Ainda que a geração automática de laudo radiológico pela máquina seja um tema controverso no meio da Radiologia [6], ao menos é válido considerar que a Inteligência Artificial provê um ferramental valioso para a melhoria da eficiência do fluxo e força de trabalho [7]. Observa-se uma demanda crescente em todo o mundo por exames radiológicos, acompanhada por uma crescente fila de espera pelos respectivos laudos. Se considerarmos os sistemas de saúde pública, essa espera pode ser bastante considerável, o que reforça de fato a necessidade por melhores mecanismos de triagem de radiografias que priorizem laudos de casos mais urgentes.

[1] Crédito da imagem: Doruk Salancı, Wikimedia Commons, https://commons.wikimedia.org/wiki/File:LungCancer-Xray-01.jpg.

[2] Rajpurkar P, Irvin J, Zhu K et al. CheXNet: radiologist-level pneumonia detection on chest x-rays with deep learning. Cornell University Library https://arxiv.org/abs/1711.05225. Published December 25 (2017).

[3] Kline TL, Korfiatis P, Edwards ME et al. Performance of an artificial multi-observer deep neural network for fully automated segmentation of polycystic kidneys. J Digit Imaging 30(4):442–448 (2017).

[4]  Ciompi F, Chung K, van Riel SJ et al. Towards automatic pulmonary nodule management in lung cancer screening with deep learning. Sci Rep 7(1):46479 (2017).

[5] Annarumma, M., Withey, S. J., Bakewell, R. J., Pesce, E., Goh, V., & Montana, G. Automated triaging of adult chest radiographs with deep artificial neural networks. Radiology, 180921 (2019).
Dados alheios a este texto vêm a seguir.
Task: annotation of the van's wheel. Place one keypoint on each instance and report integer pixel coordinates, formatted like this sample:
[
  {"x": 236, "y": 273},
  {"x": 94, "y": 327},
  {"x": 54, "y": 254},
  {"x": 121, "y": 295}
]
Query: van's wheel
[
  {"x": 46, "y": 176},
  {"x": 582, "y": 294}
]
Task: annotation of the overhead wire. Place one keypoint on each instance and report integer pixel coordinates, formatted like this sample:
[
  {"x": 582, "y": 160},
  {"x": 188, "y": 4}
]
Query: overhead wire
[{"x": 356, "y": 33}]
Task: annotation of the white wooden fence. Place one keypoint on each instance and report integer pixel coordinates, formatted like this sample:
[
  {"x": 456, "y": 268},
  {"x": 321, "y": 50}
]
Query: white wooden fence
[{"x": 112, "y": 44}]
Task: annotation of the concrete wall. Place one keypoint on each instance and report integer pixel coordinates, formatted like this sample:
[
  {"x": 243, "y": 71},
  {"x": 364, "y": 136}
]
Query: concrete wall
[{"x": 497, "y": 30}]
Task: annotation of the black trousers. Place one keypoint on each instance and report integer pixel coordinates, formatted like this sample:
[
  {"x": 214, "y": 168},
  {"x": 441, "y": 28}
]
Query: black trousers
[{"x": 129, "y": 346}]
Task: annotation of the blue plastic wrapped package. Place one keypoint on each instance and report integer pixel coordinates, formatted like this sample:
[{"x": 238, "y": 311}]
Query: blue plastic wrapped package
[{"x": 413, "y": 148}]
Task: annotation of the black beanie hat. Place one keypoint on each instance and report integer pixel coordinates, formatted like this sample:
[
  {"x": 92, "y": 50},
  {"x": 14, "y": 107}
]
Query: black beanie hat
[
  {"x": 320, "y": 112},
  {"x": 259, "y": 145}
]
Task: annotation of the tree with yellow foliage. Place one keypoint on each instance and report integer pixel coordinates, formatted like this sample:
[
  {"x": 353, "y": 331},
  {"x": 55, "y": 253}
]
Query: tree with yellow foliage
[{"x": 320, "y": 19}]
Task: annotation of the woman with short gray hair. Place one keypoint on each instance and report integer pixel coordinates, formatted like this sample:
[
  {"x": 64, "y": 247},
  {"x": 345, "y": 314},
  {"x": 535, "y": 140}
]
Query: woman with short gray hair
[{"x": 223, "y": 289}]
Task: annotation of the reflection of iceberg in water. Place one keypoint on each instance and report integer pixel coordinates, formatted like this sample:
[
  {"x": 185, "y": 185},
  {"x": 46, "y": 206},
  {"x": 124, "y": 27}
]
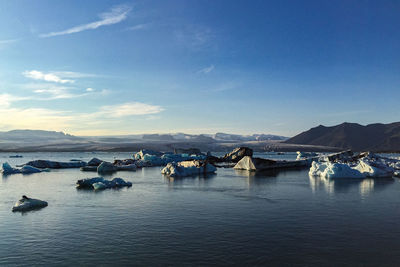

[6] Recht M, Bryan RN. Artificial intelligence: threat or boon to radiologists? J Am Coll Radiol 14(11):1476–1480 (2017).

[7] Thrall JH, Li X, Li Q et al. Artificial intelligence and machine learning in radiology: opportunities, challenges, pitfalls, and criteria for success. J Am Coll Radiol 15(3 Pt B):504–508 (2018).